In einer Sittenpredigt des deutschen Predigers Johann Geiler von Kaysersberg aus dem Jahr 1495 fungiert der Holzweg zum Beispiel ausdrücklich als Irrweg: „Man findt under tausent nicht einen, der dem rechten weg nachtrachtet, sonder sie gehn all dem holzweg nach und eilen heftig bisz sie zu der hellen kommen.“

Ins heutige Deutsch übersetzt: „Unter tausend Menschen findet man nicht einen, der nach dem rechten Weg strebt, sondern sie alle folgen dem Holzweg und gehen so lange darauf, bis sie letztendlich in der Hölle ankommen“.

Ganz so schlimm kommt es im modernen Management nicht – wobei wir natürlich schon den einen oder anderen Coachee kennen, der sich ob seiner Führungsschwächen „in der Führungshölle angekommen“ wähnt. Vor allem dann, wenn sein Chef ihm androht, er müsse diese Schwächen schleunigst abstellen, sonst ...

Ganz anders dagegen die komplementären Königswege.

Komm auf den Königsweg!

Der Begriff des Königsweges stammt aus der Zeit antiker Großreiche. Königswege sind Wege, die damals für den Großkönig oder den Pharao sowie deren Gefolge vorbehalten waren und die kürzesten und besten Straßen in die verschiedenen Landesteile waren. Im übertragenen Sinne: Königswege sind die kürzesten und besten Wege zu exzellenter Führung und Unternehmenserfolg.

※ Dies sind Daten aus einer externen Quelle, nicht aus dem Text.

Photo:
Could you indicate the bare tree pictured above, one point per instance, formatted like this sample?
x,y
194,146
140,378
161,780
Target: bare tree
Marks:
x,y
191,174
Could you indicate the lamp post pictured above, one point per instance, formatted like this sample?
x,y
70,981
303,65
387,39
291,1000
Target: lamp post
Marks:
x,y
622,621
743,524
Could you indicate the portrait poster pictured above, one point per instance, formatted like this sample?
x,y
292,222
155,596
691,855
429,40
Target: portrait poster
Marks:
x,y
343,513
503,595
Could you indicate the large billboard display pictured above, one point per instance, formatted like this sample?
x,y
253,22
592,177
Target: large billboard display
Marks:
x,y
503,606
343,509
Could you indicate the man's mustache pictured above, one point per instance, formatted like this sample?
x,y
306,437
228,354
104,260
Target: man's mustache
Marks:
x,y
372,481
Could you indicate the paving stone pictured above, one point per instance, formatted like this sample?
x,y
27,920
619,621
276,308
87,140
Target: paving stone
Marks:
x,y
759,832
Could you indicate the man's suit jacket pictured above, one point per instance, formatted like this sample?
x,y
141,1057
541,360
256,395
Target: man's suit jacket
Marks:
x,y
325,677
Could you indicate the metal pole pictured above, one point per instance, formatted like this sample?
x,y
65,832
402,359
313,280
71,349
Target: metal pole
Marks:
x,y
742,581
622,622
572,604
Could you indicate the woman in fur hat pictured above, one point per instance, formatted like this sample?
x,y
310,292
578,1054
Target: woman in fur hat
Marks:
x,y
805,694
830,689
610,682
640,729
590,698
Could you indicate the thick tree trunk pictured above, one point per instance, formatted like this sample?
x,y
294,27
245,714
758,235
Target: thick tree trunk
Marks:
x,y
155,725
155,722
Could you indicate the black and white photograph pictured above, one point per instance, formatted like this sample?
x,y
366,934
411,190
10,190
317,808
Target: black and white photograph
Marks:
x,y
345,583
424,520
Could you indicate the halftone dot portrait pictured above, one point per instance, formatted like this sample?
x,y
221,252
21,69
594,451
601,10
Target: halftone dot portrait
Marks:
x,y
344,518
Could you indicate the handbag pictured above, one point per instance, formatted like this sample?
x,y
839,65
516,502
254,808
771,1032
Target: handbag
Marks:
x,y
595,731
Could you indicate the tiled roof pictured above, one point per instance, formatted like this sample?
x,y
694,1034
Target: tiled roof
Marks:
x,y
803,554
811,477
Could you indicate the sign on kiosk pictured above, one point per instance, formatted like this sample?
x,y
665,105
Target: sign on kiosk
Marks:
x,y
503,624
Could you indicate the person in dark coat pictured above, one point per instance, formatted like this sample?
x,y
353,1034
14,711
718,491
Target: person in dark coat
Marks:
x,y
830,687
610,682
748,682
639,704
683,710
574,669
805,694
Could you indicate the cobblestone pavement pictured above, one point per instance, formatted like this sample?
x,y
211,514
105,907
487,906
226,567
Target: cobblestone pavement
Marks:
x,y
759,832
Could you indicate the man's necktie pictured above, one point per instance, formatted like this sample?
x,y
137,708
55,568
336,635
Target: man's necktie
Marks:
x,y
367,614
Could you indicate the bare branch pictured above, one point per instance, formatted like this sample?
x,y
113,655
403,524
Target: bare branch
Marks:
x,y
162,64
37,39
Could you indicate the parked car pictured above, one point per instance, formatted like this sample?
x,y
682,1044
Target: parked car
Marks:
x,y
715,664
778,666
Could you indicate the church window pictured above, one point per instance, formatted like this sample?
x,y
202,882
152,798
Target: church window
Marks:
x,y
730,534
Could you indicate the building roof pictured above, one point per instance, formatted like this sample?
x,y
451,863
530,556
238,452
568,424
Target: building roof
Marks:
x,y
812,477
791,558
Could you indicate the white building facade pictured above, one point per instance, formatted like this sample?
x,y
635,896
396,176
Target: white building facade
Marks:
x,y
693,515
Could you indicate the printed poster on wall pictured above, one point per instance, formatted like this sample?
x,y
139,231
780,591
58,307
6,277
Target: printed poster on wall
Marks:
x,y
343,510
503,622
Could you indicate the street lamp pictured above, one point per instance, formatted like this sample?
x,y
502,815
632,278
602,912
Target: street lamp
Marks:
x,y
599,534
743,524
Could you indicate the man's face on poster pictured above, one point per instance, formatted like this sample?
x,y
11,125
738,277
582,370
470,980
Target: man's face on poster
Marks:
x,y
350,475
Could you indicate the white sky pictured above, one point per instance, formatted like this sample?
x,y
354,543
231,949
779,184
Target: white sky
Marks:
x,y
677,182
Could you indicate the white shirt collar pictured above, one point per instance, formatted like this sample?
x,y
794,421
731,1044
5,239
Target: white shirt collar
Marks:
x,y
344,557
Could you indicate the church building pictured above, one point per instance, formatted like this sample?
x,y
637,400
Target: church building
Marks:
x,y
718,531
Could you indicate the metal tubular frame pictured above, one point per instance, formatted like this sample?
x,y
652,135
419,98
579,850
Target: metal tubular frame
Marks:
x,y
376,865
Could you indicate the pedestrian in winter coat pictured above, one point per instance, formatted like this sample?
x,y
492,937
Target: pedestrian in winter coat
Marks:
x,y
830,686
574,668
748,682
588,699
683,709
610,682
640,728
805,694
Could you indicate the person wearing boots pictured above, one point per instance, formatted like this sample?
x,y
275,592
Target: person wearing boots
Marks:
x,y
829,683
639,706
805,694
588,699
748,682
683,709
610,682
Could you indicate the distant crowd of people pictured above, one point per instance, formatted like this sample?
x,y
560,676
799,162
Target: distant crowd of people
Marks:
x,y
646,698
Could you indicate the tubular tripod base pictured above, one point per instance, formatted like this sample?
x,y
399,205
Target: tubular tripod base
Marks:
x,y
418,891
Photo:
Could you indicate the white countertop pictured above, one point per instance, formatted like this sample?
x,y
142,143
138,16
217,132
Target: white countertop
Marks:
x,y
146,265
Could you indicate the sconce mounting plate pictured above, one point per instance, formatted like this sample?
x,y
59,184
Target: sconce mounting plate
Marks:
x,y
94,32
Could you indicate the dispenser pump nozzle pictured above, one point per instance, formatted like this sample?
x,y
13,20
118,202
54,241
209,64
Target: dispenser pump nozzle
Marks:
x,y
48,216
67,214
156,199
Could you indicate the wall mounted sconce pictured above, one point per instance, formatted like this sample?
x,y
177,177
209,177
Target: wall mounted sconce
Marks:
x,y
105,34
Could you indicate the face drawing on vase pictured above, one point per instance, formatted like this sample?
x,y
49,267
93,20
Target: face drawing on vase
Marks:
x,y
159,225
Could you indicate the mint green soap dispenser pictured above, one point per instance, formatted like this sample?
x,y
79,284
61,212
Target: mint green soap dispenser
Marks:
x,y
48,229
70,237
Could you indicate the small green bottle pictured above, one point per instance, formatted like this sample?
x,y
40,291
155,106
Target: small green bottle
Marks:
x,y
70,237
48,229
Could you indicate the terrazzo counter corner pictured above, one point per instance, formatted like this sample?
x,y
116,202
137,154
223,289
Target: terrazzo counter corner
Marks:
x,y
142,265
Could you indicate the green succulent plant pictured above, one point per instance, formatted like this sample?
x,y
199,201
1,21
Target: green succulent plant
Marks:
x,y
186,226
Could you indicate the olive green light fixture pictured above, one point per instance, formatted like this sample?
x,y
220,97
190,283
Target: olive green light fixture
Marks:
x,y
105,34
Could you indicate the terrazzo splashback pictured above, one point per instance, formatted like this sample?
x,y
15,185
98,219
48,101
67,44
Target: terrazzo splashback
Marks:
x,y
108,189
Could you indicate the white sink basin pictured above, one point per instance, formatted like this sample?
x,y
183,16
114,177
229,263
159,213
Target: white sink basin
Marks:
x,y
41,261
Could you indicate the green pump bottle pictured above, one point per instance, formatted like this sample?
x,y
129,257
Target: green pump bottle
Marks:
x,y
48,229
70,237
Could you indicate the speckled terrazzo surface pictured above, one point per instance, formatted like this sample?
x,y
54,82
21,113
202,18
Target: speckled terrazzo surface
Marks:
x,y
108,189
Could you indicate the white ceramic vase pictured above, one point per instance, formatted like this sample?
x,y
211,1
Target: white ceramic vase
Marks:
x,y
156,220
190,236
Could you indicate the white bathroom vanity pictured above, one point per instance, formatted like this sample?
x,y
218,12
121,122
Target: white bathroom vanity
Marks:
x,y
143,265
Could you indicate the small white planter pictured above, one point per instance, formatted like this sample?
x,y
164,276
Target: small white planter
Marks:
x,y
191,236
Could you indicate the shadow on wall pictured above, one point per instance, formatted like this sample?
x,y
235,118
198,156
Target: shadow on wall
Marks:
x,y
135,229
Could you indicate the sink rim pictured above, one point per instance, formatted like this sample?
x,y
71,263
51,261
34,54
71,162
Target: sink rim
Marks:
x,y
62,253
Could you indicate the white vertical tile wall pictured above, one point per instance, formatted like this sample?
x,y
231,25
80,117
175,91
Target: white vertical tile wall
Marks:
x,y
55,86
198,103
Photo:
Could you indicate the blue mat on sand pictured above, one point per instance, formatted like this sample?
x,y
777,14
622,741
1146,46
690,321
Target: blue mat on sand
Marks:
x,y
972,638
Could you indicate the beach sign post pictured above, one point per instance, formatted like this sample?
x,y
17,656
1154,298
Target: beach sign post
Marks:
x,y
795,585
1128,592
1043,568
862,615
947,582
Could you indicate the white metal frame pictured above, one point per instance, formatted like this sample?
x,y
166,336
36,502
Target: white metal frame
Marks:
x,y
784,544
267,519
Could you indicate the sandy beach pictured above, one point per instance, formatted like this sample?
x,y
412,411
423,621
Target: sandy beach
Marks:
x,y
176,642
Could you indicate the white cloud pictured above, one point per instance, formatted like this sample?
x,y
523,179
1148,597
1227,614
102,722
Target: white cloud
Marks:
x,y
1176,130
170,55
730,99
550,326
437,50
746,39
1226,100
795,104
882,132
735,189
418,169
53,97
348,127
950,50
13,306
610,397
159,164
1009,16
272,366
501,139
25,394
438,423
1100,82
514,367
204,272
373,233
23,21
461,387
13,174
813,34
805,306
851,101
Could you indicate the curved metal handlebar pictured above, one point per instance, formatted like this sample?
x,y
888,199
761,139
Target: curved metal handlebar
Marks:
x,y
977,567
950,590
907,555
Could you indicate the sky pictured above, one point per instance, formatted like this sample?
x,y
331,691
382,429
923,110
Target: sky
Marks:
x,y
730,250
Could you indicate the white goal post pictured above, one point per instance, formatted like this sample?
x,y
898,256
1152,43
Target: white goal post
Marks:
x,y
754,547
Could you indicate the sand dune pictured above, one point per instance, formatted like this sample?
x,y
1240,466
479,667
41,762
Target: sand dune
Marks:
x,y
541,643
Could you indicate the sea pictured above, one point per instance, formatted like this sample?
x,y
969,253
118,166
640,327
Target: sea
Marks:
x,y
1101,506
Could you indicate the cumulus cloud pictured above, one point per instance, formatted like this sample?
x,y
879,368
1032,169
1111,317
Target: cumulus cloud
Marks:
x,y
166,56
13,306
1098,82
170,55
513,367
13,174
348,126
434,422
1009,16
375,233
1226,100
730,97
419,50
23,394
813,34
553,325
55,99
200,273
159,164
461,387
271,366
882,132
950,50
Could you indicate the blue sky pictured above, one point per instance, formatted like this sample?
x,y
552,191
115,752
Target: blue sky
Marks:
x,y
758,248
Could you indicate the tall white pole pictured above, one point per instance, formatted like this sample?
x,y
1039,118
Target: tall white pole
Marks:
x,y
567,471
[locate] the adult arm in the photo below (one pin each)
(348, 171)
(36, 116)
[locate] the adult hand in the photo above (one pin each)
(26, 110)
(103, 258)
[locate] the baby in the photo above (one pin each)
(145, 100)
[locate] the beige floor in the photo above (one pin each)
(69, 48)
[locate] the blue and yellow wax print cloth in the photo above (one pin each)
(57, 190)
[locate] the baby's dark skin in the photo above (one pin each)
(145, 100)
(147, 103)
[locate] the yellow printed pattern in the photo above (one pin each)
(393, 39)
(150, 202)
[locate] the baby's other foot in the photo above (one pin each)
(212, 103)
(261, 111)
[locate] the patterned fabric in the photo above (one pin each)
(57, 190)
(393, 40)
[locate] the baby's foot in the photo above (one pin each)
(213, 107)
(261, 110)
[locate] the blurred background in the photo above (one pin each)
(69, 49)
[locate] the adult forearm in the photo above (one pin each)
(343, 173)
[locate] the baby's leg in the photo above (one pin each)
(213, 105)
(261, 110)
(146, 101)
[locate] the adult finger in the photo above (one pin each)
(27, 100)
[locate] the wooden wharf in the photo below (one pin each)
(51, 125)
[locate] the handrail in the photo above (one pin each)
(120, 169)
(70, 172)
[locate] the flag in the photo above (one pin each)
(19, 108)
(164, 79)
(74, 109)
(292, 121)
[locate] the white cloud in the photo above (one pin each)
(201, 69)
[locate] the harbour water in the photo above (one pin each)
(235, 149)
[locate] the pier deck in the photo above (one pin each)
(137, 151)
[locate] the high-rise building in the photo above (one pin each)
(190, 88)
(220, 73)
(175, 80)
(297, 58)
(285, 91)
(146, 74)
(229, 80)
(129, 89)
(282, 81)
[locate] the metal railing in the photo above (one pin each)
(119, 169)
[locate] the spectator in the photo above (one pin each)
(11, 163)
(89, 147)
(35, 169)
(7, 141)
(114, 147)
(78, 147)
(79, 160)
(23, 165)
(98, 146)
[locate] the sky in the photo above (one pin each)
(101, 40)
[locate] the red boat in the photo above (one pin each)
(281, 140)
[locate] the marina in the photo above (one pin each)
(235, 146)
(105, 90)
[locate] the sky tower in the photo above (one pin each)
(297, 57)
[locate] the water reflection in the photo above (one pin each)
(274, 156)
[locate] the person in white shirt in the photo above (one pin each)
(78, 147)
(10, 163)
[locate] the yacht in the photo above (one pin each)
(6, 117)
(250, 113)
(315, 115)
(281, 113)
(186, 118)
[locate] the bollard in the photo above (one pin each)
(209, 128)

Wir möchten mit diesen Seiten Führungskräfte aller Branchen und Hierarchieebenen motivieren, vom Holzweg auf den Königsweg abzubiegen, weil Leben, Arbeit und Führung dann leichter werden, mehr Spaß machen und mehr Erfolg bringen.

Auch kosten Königswege weitaus weniger Kraft. Auf dem Königsweg entstehen weniger Konflikte, nicht Probleme, sondern Lösungen rücken in den Mittelpunkt, Innovationen werden angeregt und beschleunigt. Ein jeder Chef ein König? Das ist das Motto.

Der Chef ist König!

Auch dieses Buch hat einen „Führungsstil“. Wie Sie bereits auf diesen wenigen Seiten festgestellt haben: Wir halten wenig vom knochentrockenen Sachbuch-Verlautbarungsstil. Der Bürokratenstil ist umständlich und lädt nicht gerade zum Lesen ein. Wir aber möchten das. Wir möchten Sie nicht belehren, sondern einladen, auf den Königsweg zu kommen, auf dem andere exzellente Kollegen bereits unterwegs sind.

Auch ist das Buch mit vielen Beispielen aus Beratung und Training gespickt, plakativ und unterhaltsam – weil wir möchten, dass Sie auf diesen Seiten möglichst wenig Theorie und möglichst viel Praxis mitbekommen.

Wir haben den Inhalt entlang von dreizehn Kapiteln strukturiert, die wir in unserer Praxis als die „Big 13“ exzellenter Führung erkannt haben. Führungskräfte, die exzellent führen, beherrschen diese dreizehn Felder, indem sie deren Holzwege vermeiden:

1. Strategie: Eine Powerpoint-Folie ist noch keine Strategie!

2. Werte und Haltung: Chefs, die ohne Werte führen? Wertlos. Und Chefs, die ohne Haltung führen?

3. Führung und Rolle: Ich habe keine Zeit für Führung! Ich muss mich ums Geschäft kümmern!

4. Prozesse und Zusammenarbeit: Mein Silo ist meine Welt – der Rest vom Unternehmen soll schauen, wo er bleibt

5. Führungspersönlichkeit: „Ich bin euer Sklaventreiber!“ ist vielleicht kein besonders gutes Selbstverständnis

6. Gruppendynamik: Jeder für sich und nach mir die Sintflut!

7. Resilienz und Achtsamkeit: Ich arbeite, bis ich umfalle!

8. Kommunikation: Es redet viel, wer nichts zu sagen hat.

9. Change Management: Schon wieder wird die nächste Sau durchs Dorf getrieben.

10. Konfliktmanagement: Wer sägt denn da an Ihrem Stuhl?

11. Agilität und New Work: Wenn agile Teams sich selber führen, brauchen die doch keinen Chef mehr!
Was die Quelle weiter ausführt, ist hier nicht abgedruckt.